Face à ce véritable risque et aux dangers qu’il comprend, il convient de se demander quel critère nous permettrait de débattre en société de l’homme sans être obligés de s’en remettre à un vote collectif ? Autrement dit, quelle autre voie nous est possible pour parvenir à une définition de l’homme qui soit universelle dans le temps et l’espace ?
Le mystère de l’homme révélé dans celui du Christ.
Par son incarnation, Dieu s’est révélé aux hommes comme étant la lumière du monde. Tout chrétien considère à ce titre que le Christ ressuscité vient éclairer la raison humaine sur ce qu’est l’homme.
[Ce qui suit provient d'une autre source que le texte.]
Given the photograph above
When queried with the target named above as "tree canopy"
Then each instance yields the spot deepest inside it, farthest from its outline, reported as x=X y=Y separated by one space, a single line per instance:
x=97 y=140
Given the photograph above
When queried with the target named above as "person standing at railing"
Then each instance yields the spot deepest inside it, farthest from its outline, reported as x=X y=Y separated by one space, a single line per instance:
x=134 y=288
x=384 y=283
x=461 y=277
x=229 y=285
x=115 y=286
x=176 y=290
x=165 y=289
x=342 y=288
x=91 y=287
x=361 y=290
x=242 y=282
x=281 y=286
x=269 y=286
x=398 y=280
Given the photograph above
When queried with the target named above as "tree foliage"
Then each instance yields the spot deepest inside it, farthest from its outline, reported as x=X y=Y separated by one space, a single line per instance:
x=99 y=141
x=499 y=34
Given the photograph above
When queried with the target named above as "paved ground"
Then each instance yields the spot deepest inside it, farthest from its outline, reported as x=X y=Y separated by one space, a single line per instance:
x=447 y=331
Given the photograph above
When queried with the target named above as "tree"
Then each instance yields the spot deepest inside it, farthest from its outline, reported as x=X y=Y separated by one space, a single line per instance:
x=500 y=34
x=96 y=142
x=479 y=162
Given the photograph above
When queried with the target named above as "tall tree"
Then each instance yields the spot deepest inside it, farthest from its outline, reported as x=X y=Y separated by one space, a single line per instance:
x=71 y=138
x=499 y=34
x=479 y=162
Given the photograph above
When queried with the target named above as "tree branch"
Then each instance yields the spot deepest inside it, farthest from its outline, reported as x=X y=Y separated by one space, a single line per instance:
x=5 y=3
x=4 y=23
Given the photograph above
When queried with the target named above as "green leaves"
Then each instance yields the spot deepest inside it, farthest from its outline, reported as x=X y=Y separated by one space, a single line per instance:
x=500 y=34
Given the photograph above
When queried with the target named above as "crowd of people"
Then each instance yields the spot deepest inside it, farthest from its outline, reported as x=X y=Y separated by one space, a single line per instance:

Si chaque personne parvient par elle-même à définir ce qu’elle est, le Christ plus particulièrement nous enseigne ce qu’est l’homme. Ainsi, par sa résurrection, il nous apprend que le corps est une valeur sacrée promise à la vie éternelle. Si cette promesse nous est révélée par le Christ, toute personne, peut à la suite de cette révélation, comprendre et confirmer au moyen de sa raison que le corps est en effet une réalité sacrée qui requiert du respect. Ainsi, la révélation du Christ nous fait accéder à une définition nouvelle de l’homme à laquelle toute personne – même non croyante – peut ensuite adhérer.
Lorsqu’à la suite de cette révélation, l’Église enseigne que toute personne jouit d’une dignité égale dès sa conception jusqu’à sa mort, elle parvient précisément à traduire une expérience de foi reçue en un trésor proposé et recevable par toute conscience humaine. Autrement dit – et c’est là un critère de discernement précieux – tout ce qui est vécu dans la foi, doit pouvoir être universellement transmis à la raison humaine car la révélation de Dieu est également révélation de l’homme. Nous comprenons ainsi comment l’homme accède à la vérité sur lui-même par le détour d’une révélation. C’est d’ailleurs là un fait : avant la venue du Christ, nul homme qu’il soit religieux ou philosophe ne promeut l’amour des ennemis. Mais à la suite du Christ, tout homme de bonne volonté est capable de vouloir mettre en pratique ce commandement.
Loi naturelle et dialogue.
C’est donc par le biais d’une révélation transcendante que se comprend la loi naturelle. Et sans cette dernière, il est impossible à l’homme de parvenir à la vérité sur elle-même et d’entrer dans un dialogue juste et constructif sur la nature humaine. Si notre expérience de foi nous éclaire sur cette nature et nous fait comprendre la loi naturelle, celle-ci peut alors devenir la base d’une rencontre authentique avec nos contemporains. Tout dialogue doit pouvoir s’adresser à la raison des personnes et supposer que notre réflexion sur l’homme est parfaitement raisonnable.
La loi naturelle est ainsi la lumière donnée aux hommes par la Loi révélée. Si cette Loi venue de Dieu a d’abord pris le visage des dix paroles dans une première alliance, elle a ensuite été révélée sous les traits de l’Esprit Saint qui nous guide vers la loi éternelle : la communion avec la sainte Trinité. Aussi faut-il tenir, dans l’unité de la vérité, le don de la loi nouvelle (l’amour du Christ) qui accomplit la loi ancienne (les dix paroles), nous conduisant à recevoir la lumière sur la loi naturelle (image de Dieu) pour conduire tout homme à vivre de la loi éternelle (vie divine).